Menjaga Tradisi Orang Bajo
Kedekatan
emosional masyarakat Bajo dengan sumberdaya laut memunculkan tradisi mamia
kadialo. Tradisi mamia kadialo berupa pengelompokan orang ketika
ikut melaut jangka waktu tertentu dan perahu yang digunakan. Ada
tiga kelompok tradisi ini: palilibu, bapongka, dan sasakai.
Palilibu adalah
kebiasaan melaut menggunakan perahu soppe yang digerakkan
dayung. Melaut hanya dalam satu atau dua hari dan kembali ke permukiman
menjual hasil tangkapan dan sebagian dinikmati bersama keluarga.
Bapongka (babangi) adalah
kegiatan melaut selama beberapa minggu bahkan bulanan menggunakan perahu
besar berukuran kurang lebih 4×2 meter disebut leppa atau sopek. Kegiatan
ini sering mengikutsertakan keluarga, seperti istri dan anak-anak,
bahkan ada yang melahirkan di atas perahu.
Sasakai,
yaitu kebiasaan melaut menggunakan beberapa perahu selama beberapa bulan dengan
wilayah jelajah antar pulau. Selama kelompok menjalani mamia kadialo (melaut)

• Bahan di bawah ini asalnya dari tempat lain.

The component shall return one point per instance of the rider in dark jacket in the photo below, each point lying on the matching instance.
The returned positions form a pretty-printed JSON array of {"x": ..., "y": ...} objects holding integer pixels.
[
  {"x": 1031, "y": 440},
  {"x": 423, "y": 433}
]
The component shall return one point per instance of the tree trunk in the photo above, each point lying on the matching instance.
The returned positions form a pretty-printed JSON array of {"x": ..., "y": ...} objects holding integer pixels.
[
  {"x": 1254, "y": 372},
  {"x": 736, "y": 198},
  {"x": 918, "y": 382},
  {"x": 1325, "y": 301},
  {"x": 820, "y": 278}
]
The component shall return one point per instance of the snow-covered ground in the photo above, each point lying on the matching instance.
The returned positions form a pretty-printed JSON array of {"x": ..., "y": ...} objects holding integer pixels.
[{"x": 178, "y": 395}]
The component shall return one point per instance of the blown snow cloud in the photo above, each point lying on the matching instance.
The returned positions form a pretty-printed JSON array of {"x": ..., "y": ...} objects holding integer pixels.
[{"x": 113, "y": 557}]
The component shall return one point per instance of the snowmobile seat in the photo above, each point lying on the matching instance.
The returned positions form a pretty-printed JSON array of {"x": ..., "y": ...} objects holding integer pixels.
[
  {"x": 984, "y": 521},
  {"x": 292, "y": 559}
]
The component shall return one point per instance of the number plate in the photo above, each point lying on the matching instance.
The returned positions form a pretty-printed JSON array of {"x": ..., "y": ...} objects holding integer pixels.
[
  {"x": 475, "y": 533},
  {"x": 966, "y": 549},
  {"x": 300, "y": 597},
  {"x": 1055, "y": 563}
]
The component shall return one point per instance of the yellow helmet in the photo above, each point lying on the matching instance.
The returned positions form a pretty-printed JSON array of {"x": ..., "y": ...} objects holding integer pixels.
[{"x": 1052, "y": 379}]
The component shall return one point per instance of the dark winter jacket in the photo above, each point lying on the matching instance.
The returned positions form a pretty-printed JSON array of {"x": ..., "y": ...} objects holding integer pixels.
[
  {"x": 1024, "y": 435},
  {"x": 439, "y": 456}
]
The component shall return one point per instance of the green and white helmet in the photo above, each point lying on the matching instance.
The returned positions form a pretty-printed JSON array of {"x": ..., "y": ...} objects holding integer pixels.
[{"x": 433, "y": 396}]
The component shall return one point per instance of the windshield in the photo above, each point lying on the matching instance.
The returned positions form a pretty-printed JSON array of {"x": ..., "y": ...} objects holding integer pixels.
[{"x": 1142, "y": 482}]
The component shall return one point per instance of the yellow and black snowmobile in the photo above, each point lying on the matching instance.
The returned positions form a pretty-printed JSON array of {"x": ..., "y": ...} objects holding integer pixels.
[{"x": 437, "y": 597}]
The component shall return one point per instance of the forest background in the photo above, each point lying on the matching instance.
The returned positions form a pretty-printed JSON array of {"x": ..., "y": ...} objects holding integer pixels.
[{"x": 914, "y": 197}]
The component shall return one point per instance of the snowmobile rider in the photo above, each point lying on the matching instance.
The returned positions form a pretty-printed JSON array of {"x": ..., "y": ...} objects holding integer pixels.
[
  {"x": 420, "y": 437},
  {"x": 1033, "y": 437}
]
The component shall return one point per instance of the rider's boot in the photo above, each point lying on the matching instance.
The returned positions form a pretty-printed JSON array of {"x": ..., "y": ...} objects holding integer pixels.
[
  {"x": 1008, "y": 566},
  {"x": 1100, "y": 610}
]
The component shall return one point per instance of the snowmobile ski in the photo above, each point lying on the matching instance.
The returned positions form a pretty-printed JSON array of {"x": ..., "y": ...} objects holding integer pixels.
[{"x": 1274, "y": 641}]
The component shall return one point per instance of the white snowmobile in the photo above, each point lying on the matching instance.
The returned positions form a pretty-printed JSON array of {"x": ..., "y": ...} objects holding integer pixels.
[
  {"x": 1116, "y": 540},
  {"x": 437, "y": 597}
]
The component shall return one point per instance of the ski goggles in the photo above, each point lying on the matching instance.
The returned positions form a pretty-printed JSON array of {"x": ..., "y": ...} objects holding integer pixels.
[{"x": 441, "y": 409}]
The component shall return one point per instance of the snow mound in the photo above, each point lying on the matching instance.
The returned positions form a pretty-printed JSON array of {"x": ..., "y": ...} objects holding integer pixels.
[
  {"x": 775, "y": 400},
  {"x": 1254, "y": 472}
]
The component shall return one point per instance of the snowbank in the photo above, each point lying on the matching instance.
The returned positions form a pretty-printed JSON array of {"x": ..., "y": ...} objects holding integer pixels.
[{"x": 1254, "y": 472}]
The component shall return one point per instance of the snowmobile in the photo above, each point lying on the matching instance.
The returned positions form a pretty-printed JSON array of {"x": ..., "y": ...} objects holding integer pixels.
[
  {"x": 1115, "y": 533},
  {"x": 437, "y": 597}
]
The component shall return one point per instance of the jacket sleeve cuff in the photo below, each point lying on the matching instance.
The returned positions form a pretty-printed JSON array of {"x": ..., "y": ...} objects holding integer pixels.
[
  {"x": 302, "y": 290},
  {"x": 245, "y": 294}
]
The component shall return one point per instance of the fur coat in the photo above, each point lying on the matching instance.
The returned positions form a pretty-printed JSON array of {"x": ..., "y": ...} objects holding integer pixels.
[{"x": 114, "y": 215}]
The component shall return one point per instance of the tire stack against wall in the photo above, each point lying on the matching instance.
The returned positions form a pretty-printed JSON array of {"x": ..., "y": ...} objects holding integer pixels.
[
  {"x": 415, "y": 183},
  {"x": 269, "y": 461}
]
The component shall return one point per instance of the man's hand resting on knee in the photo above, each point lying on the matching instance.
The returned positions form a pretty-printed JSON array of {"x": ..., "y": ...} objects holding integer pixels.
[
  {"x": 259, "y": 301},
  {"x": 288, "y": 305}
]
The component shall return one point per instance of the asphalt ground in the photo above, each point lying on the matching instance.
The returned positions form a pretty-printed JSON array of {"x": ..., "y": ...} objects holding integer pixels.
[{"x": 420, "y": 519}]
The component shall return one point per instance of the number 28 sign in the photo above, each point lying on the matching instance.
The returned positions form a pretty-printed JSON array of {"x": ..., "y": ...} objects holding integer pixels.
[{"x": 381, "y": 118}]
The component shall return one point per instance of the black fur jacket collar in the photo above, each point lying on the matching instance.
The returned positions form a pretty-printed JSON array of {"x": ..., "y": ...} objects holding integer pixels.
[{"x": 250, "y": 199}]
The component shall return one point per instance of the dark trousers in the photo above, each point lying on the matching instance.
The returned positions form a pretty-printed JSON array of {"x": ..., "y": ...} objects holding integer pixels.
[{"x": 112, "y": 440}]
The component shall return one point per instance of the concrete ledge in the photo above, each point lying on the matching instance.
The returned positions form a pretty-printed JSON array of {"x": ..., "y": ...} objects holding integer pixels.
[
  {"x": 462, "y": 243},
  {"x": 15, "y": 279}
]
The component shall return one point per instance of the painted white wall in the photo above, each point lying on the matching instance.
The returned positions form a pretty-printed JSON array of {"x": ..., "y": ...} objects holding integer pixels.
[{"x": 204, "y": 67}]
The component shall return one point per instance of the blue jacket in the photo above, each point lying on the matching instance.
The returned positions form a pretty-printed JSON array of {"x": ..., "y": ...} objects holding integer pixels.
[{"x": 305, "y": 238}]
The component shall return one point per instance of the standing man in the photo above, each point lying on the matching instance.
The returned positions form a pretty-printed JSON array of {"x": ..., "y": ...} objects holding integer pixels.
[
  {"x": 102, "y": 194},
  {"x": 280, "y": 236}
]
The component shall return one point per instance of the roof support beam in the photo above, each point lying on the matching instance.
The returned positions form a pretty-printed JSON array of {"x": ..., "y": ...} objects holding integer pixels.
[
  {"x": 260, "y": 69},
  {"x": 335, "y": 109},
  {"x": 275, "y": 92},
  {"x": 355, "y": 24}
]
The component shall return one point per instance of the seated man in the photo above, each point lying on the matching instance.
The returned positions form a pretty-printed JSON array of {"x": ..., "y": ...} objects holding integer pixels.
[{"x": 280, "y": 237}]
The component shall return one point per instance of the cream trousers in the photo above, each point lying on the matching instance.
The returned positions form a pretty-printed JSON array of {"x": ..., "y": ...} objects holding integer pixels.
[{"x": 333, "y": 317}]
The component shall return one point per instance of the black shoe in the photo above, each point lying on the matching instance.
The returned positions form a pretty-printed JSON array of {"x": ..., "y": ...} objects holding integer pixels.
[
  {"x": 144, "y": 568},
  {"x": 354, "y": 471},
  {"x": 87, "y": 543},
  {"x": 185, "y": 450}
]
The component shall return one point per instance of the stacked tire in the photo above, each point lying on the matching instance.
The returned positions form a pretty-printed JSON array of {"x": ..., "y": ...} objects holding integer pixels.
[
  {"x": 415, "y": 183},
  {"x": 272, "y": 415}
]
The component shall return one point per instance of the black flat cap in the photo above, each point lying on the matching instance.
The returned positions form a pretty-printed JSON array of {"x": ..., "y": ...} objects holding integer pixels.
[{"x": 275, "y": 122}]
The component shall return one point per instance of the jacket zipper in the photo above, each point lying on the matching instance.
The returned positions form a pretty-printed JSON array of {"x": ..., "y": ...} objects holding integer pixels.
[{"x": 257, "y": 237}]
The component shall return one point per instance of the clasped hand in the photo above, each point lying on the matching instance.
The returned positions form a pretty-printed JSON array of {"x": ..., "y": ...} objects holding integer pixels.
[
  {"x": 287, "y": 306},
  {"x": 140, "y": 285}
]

ada pantangan bagi keluarga yang ditinggal maupun mereka yang melaut.
Pantangan (Pamali)
Pantangan itu,
antara lain dilarang membuang ke perairan laut seperti, air cucian teripang,
arang kayu atau abu dapur, puntung dan abu rokok, air cabai, jahe dan air
perasan jeruk, dan larangan mencuci alat memasak (wajan) di perairan laut.
Air cucian
maupun bahan-bahan ini hendaknya ditampung dan dibuang di daratan. Ada pula
pantangan memakan daging penyu, jika dilanggar bisa mendatangkan malapetaka,
bencana badai, gangguan roh jahat bahkan tidak mendapatkan hasil apa-apa di
laut. Penyu dipercaya banyak menolong manusia yang mengalami musibah, karena
itu satwa ini tidak boleh dibunuh. “Masyarakat Bajo, khusus generasi tua, masih
mempercayai gugusan karang tertentu sebagai tempat bersemayam arwah para
leluhur.
Orang tua
melarang anggota keluarga menangkap ikan dan biota lai di sekitar gugusan
karang, kecuali terlebih dahulu melakukan ritual tertentu dengan menyiapkan
sajian bagi leluhur.” “Berbagai pantangan itu mengandung nilai pelestarian
ekosistem perairan laut dan pesisir.”
Kedekatan
masyarakat Bajo dengan laut dan pesisir memungkinkan mereka memiliki berbagai
pengetahuan lokal tentang gejala-gejala alam. Di tengah kerusakan atmosfer
bumi, ada gejala alam dan tanda-tanda atmosfer yang masih digunakan masyarakat
Bajo saat melaut.
Perairan
terumbu karang dikenal dari gejala-gejala seperti, permukaan laut sekitar cukup
tenang, arus kurang kencang, banyak buih atau busa putih dan bau anyir, dan
ketika dayung perahu berdesir saat berperahu. Gugusan karang dapat dikenal dari
kilauan cahaya bulan pada malam hari. Peralihan pasang surut alir laut pada
siang hari, ketika burung elang turun mendekati permukaan air laut pertanda air
mulai surut.
Pengetahuan
masyarakat terhadap gejala alam ini, katanya, memiliki nilai ekologis. Terumbu
karang, antara lain sebagai penahan arus dan gelombang. Tak heran, di
sekitar kawasan itu yang cukup tenang. Kilauan cahaya bulan akibat pantulan
permukaan air cukup tenang.
Aktivitas
burung elang mendekati permukaan laut karena ketika air surut lebih banyak
tampak biota laut yang menjadi mangsa burung elang. “Walau perkembangan ilmu
pengetahuan makin maju namun pengetahuan lokal tentang gejala alam yang
dimiliki masyarakat Bajo masih menjadi acuan bagi mereka dalam menjalani
kehidupan di laut
Rumah panggung Suku Bajo, yang terpisah dari daratan. Mereka
tak ingin ada jembatan yang menghubungkan antara daratan dan laut, antara lain
khawatir bedampak buruk bagi lingkungan sekitar.